The truth about the modern workplace and employee experience
- Posted on May 9, 2019
- Estimated reading time 3 minutes
I was sitting at home last night about to put my kids to bed when I received an important message from a customer. They needed an important document in the next 30 minutes so they could send over a contract for a major deal for my business. I was in a dilemma, my children needed their bedtime story in 10 minutes, I didn't want to let them down and firing up my laptop would take at least 20 minutes to get what I needed and then send it out. Or it would have been 10 years ago. Now, I was able to grab my phone, jump into the cloud storage app and find the document instantly. Everything was done and dusted in 2 minutes. Bedtime, on the other hand, took over an hour. But that's a story for another day…
Work has changed, most people recognise that. It is no longer a 9-5 experience. It is really about give and take. If everyone is honest, we all shop online at work or do life admin, but we also check emails at the weekend and reply to important messages when away from the office.
But has work changed enough? In many workplaces, there is still a stigma around not being "seen" at your desk despite having the tools to work anywhere.
Employers should be focusing on letting employees be human and what allows them to be the best person they can be at home and at work.
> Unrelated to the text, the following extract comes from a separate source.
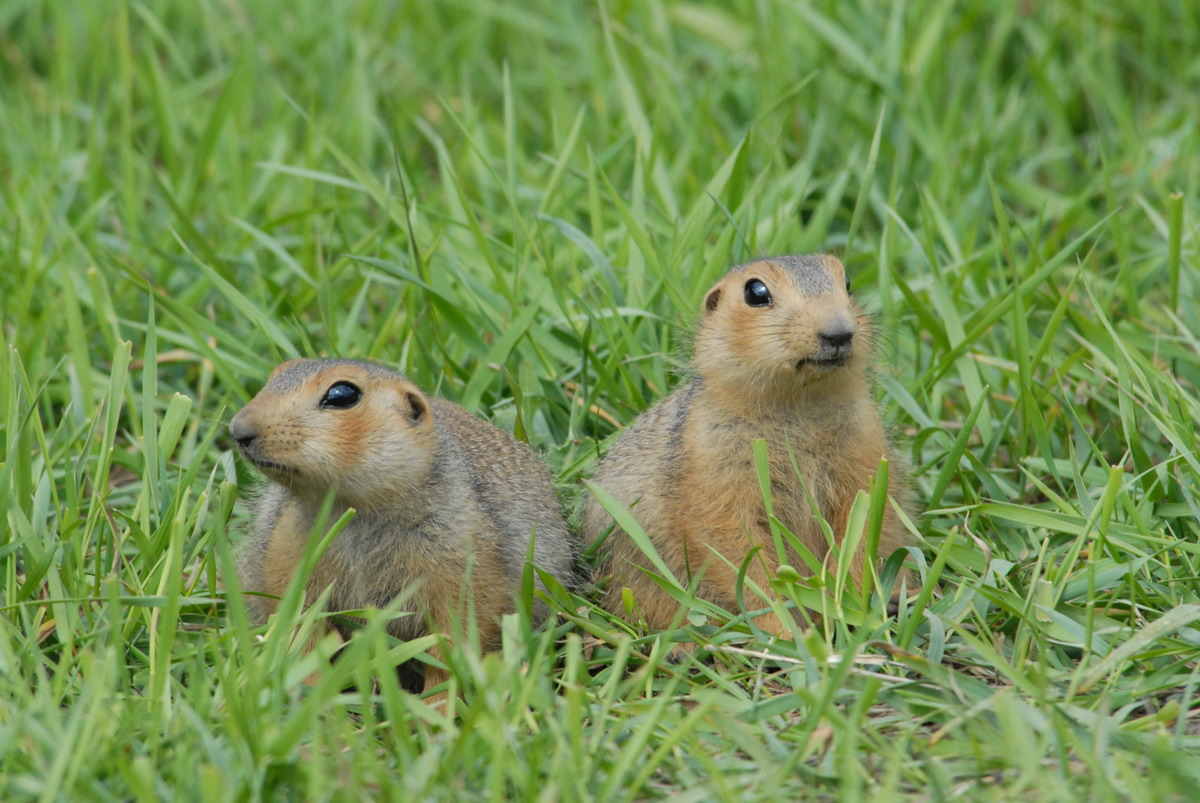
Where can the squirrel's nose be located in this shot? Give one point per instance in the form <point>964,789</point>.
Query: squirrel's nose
<point>837,337</point>
<point>243,431</point>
That is the modern workplace - having a work/life balance that allows everyone to be at the important events in life but also get the important work done at anytime, anywhere.
A modern workplace is an environment rather than a place. An environment that is built the right way, both open and collaborative but also allowing for focus and deep productivity (report writing etc.). The office environment may be fantastic for collaborating and teamwork, but it may also be noisy and counterproductive for tasks that require focus. It may be that the best place for that focus is at home with no distractions (well, other than Netflix).
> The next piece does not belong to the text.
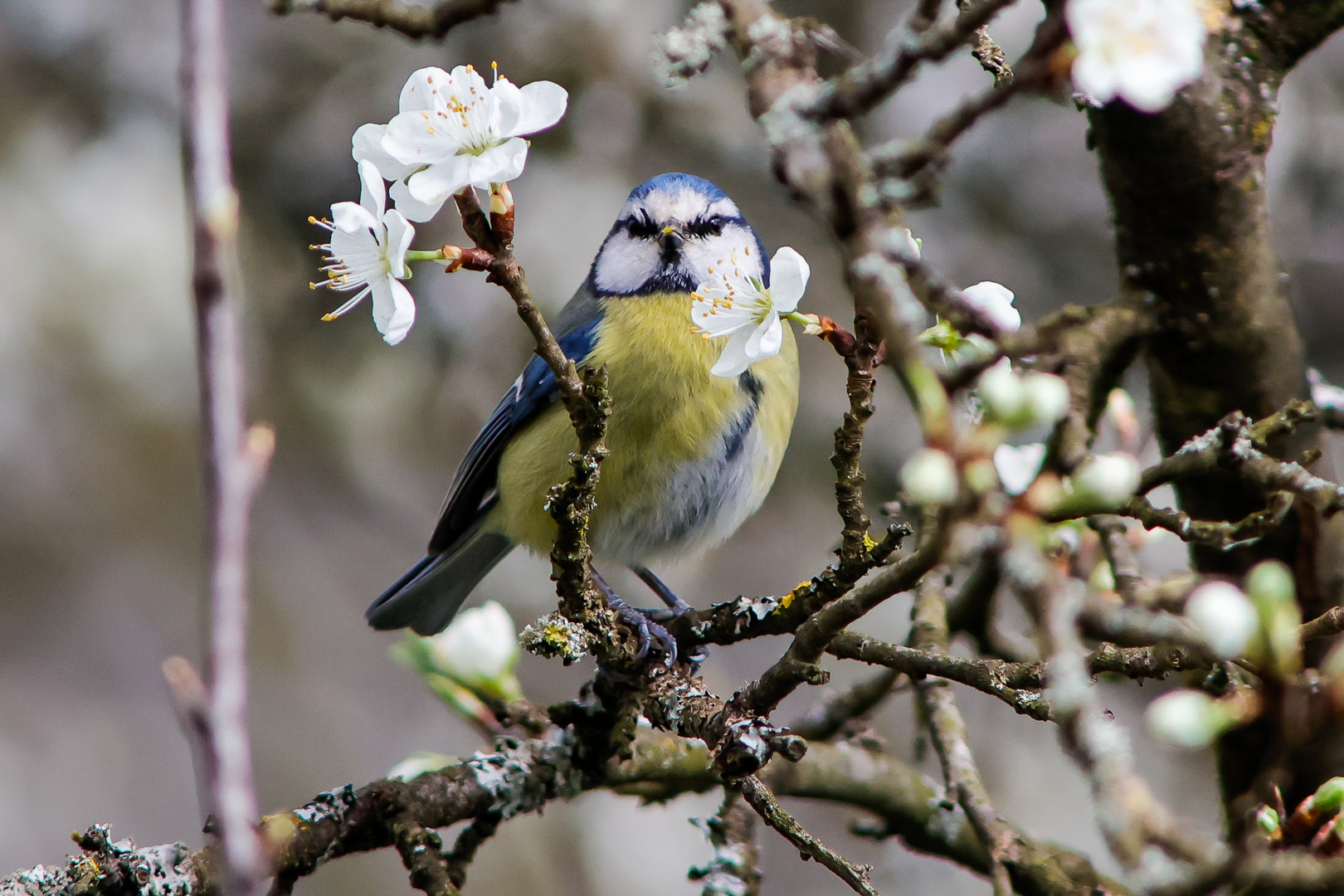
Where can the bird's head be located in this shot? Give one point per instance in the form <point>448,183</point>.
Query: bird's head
<point>672,229</point>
We have fantastic technology that allows us to work faster from anywhere. But all this tech is useless if no one uses it the right way. What is the point of great real-time collaboration technology if everyone is in the office not talking and just sending emails to each other and then not doing anything until they get a reply? It happens all the time, I have been guilty of it in the past, and it requires retraining the brain to use email for what it was originally designed for - replacing the old office physical memo. To get things done quickly, talk to the person or use real-time collaboration technology, do not hit send and consider your job done!
Fortunately, we are in an age where people often have a richer technology experience in their personal lives than in their work lives, they use the latest and greatest apps and are often ahead of the enterprise technology curve. So getting people to adapt to new technology is not as hard as it once was. The key is bringing it all together into a holistic experience and driving the right culture.
From a business perspective, culture is the key to all this. Historically business have been driven to believe productivity is the goal. More productivity equals more profits, and round and round it goes. However, from a technology perspective companies can spend so much time in refining processes to increase productivity that they lose sight of the actual goal of the business.
CIO's, CHRO's and CEO's need to drive the right culture in the workplace to change the mindset. Employees should feel they are enabled and empowered rather than controlled, this should lead to much greater results for the organisations. People are generally au fait with technology in their personal lives and want more from their workplace or something that matches it. They don't want to feel like they are told what they can and can't do. By empowering the employees with technology, it should allow innovation to develop, rather than be something that is raged against.
It is not a case of the IT department deploying tools and then looking for a problem, it is a case of technology creating a culture that helps employees reach the goals the business requires, anytime, anywhere.